What Bubble?
Last Wednesday, shortly after last week’s issue of this paper went to press, a violent mob stormed the U.S. Capitol, where certification of the presidential election was underway. When my spouse came downstairs to tell me what had happened, I was sitting with my laptop writing about a different presidential transition – the one that had recently taken place at the Swarthmore Senior Citizens Association. It took me a few minutes to wrest my mind from the smaller, local realm to the larger one.
At this newspaper, we usually engage national news only insofar as it affects our local community. But how can I be a newspaper editor and not write a word about what happened on January 6 in Washington D.C.? My hometown, as it happens. Swarms of citizens storming the Capitol, weaponizing flag poles and fire extinguishers. Lawmakers taking shelter under conference tables in barricaded rooms. Some police pulling aside barriers and snapping selfies with rioters. The president railing against the “corrupt” media and asserting that thousands of dead Pennsylvanians cast ballots.
What is the job of a small community newspaper? What are our responsibilities? Should any newspaper editor anywhere in America ignore, as I have, the lies of the president of the United States and many members of his party? Now we see what such lies, and ignoring them, lead to.
I’d like to believe that no one in this community believes those lies. But I know that some do.
I’d like to believe that no one in this community ever tried to discourage a lawful voter from voting at a polling place. But I’ve heard stories.
Sometimes people say living here is living in a bubble. I’ve said it myself. But Swarthmore isn’t really a bubble. The problems of America – the way the deck is stacked in favor of the wealthy, the deep structures and casual deployment of racism, how easy it is not to see other people’s pain – those are our problems too.
Closing our eyes to truth, turning away from each other, and being unable to imagine the experiences of people different from ourselves: Those are three of the failures that made January 6 possible. All three are direct concerns of a community newspaper.

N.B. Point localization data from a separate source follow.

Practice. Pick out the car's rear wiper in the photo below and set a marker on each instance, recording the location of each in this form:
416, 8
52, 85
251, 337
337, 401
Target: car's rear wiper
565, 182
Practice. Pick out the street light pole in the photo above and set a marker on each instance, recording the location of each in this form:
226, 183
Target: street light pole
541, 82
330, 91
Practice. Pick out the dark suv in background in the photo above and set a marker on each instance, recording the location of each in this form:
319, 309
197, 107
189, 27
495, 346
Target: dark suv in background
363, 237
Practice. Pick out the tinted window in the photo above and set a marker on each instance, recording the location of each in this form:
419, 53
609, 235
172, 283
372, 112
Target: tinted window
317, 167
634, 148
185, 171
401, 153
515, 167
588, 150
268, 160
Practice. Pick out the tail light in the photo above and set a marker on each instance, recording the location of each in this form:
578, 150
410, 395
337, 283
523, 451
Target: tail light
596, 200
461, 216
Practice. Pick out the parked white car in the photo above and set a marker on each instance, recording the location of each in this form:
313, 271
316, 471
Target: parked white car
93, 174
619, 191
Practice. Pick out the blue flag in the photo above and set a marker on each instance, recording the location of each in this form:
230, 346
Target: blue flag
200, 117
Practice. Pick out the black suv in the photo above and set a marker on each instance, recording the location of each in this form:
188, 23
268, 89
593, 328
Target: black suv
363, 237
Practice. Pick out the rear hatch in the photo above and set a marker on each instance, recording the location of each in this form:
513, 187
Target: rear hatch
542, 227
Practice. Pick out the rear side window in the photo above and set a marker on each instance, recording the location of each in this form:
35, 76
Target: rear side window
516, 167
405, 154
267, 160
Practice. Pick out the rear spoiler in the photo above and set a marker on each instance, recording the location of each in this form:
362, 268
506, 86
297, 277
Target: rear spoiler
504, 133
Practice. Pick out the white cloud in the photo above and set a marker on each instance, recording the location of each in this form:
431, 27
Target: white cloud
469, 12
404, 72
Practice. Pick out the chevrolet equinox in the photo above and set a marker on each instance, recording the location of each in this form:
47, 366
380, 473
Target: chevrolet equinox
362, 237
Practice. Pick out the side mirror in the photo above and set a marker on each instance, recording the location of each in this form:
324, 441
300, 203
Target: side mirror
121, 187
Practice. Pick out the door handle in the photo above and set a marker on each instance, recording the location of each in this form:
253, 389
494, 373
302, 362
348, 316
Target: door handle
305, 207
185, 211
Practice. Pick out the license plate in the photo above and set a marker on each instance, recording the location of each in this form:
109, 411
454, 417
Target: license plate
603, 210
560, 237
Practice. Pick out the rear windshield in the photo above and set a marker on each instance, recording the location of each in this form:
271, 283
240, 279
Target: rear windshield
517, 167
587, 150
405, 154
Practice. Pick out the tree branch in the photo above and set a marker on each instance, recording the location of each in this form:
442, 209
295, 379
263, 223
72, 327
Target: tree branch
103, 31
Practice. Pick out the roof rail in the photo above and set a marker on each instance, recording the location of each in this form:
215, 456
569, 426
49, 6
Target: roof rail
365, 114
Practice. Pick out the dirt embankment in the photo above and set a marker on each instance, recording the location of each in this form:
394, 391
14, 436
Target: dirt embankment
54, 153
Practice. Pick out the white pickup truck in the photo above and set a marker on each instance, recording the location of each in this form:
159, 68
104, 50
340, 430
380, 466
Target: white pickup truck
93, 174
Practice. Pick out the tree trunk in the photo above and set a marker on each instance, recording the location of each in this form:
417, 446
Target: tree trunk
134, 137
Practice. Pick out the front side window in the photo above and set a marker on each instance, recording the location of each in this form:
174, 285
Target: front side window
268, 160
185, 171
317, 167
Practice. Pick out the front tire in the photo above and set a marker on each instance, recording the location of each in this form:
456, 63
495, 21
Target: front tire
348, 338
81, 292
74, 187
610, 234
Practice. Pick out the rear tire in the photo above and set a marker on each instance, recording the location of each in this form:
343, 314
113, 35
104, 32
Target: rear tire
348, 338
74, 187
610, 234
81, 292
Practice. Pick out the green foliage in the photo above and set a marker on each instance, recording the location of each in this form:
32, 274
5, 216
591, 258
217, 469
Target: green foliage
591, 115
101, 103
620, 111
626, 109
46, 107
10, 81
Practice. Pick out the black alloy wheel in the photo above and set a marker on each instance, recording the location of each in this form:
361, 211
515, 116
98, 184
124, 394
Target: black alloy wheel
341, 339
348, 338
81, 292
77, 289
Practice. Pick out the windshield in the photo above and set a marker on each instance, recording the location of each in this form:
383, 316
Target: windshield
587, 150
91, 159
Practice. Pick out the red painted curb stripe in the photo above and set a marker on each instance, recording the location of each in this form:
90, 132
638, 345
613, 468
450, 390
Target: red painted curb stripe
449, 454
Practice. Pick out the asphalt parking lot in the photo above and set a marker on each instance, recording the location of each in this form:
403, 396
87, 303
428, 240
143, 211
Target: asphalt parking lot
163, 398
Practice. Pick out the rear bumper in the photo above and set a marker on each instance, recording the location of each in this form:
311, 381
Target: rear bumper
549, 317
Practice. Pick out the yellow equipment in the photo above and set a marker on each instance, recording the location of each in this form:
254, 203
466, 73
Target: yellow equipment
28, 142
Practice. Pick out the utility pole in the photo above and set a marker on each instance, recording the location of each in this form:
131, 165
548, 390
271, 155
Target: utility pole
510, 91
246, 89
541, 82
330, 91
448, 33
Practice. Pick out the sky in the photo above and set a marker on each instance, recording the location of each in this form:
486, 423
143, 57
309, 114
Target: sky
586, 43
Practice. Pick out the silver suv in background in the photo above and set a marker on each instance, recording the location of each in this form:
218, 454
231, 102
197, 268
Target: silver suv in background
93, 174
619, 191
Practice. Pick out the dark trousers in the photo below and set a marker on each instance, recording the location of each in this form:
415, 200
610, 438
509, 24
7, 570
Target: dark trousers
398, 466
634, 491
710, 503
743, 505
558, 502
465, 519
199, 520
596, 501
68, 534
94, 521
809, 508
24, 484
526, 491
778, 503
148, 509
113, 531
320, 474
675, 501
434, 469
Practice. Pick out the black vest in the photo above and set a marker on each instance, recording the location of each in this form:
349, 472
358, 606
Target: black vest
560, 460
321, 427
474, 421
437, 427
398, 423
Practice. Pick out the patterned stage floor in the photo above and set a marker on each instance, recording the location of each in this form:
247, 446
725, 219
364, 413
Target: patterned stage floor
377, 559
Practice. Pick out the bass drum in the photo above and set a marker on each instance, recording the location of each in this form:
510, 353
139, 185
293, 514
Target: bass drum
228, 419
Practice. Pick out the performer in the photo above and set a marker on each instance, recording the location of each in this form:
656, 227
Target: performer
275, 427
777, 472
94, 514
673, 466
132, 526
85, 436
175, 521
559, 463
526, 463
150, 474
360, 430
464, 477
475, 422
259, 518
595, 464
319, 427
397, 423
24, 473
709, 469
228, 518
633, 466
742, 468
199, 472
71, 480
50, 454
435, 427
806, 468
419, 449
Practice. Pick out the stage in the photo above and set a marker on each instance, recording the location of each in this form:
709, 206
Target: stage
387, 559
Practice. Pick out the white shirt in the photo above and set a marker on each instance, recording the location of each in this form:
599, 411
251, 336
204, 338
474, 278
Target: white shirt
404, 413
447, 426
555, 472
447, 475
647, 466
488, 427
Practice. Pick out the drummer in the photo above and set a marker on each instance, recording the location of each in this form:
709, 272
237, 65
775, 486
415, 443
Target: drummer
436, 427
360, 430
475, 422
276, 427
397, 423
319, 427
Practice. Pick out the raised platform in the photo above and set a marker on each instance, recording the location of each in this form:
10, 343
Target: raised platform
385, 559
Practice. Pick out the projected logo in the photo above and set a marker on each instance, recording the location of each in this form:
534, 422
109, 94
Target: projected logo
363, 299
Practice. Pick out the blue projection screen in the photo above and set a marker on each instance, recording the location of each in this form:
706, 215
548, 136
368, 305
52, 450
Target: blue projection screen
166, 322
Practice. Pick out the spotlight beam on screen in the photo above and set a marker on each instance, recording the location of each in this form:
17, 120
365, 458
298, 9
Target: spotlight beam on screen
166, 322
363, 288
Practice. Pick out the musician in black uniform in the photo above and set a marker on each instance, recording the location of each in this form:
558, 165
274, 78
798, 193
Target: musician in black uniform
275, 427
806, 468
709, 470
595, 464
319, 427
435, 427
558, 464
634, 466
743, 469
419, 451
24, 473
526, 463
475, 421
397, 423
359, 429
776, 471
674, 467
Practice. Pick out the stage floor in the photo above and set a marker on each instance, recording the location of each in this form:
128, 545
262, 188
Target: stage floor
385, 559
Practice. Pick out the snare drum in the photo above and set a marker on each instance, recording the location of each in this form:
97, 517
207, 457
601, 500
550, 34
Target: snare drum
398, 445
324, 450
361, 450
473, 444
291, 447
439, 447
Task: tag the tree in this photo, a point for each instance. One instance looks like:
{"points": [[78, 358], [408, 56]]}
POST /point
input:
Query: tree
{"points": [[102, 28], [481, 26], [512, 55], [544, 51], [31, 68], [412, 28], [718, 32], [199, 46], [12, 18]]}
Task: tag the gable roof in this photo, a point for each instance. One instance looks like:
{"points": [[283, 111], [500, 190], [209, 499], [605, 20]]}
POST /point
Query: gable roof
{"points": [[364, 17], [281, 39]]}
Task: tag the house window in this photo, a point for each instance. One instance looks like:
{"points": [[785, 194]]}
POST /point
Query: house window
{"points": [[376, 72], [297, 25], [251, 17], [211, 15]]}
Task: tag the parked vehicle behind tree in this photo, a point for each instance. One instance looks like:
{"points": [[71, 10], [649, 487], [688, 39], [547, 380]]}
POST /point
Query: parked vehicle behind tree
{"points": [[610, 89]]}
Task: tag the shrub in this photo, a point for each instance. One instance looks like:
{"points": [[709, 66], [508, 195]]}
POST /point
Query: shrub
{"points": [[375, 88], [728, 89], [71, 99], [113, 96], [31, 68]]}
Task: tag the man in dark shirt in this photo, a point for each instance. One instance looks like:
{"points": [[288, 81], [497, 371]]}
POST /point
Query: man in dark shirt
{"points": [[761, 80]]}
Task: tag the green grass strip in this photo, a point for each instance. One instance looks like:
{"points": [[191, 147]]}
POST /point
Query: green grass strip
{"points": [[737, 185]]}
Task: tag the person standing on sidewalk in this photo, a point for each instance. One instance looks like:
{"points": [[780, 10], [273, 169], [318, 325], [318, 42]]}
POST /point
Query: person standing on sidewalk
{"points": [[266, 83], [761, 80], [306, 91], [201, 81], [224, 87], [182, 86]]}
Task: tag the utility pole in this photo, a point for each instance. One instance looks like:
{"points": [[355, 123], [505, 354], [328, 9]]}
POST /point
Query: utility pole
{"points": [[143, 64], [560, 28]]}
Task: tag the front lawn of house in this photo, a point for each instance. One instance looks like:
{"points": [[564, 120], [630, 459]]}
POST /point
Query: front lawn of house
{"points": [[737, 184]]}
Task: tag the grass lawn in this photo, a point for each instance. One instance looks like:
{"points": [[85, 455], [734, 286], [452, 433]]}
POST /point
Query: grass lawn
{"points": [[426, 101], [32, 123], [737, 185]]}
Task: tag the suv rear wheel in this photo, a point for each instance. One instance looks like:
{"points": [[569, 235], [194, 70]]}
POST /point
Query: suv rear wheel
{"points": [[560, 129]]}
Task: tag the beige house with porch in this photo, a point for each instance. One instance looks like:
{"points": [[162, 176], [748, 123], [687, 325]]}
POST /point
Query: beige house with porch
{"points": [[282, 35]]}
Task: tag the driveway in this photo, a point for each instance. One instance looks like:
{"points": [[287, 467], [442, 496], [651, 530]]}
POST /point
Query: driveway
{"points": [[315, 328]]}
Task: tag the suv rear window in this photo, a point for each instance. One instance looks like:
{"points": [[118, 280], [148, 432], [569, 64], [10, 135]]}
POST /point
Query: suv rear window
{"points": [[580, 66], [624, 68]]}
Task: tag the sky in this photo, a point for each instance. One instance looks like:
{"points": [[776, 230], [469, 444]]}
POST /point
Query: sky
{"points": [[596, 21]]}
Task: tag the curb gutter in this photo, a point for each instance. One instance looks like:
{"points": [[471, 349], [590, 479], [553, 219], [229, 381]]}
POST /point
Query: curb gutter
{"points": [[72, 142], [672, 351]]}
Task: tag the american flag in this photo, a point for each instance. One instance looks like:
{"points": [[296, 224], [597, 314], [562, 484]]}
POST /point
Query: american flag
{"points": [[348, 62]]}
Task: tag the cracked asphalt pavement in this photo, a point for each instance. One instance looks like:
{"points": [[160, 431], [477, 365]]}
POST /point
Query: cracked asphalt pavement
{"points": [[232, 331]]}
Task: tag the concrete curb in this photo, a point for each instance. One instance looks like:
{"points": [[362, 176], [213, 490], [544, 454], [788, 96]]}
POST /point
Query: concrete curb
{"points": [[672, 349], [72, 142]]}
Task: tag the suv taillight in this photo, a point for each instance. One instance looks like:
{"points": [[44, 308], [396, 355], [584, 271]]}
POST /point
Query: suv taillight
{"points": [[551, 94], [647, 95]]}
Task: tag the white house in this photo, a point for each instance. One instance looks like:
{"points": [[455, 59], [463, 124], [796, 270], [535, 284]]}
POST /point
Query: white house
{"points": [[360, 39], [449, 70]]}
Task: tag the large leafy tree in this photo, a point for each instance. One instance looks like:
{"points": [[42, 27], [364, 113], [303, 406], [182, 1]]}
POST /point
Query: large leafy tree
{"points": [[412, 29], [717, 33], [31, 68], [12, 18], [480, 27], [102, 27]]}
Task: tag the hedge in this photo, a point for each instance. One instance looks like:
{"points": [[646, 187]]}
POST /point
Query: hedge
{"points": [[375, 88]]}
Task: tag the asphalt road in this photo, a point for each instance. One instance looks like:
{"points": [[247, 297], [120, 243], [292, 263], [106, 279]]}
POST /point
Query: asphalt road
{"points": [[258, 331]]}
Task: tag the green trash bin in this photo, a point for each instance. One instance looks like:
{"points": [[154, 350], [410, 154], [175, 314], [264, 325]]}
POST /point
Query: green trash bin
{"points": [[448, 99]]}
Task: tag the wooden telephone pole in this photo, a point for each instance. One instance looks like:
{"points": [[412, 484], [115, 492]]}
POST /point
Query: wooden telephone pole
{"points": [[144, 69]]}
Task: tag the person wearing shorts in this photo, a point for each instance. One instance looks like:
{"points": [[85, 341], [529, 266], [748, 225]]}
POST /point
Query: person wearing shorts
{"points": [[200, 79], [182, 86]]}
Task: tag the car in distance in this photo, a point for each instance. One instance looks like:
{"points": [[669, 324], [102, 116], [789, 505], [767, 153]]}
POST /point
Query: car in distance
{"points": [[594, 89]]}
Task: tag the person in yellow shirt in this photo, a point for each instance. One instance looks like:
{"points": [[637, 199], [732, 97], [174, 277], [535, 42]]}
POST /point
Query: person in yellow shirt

Swarthmore has changed a lot in the decades I’ve lived here, and more changes are on the way. Every moment of change is an opportunity to embrace or turn away from doing better by the people we live among. As we move into a new year and a new presidential administration, here in the borough we’ll also be choosing a new school superintendent, taking steps to realize our pledge of reaching 100% renewable energy by 2030, and considering changes to our downtown. As we do these things, I hope we’ll stay alert to the needs of those living in small apartments as well as in spacious Victorians; to our neighbors of color, some of whom I’ve heard second-guessing their decision to raise their kids here; and to senior citizens wondering if they’ll be able to live out their days in a place they love.
Compared with saving American democracy, these goals are pretty modest. But they’re difficult enough.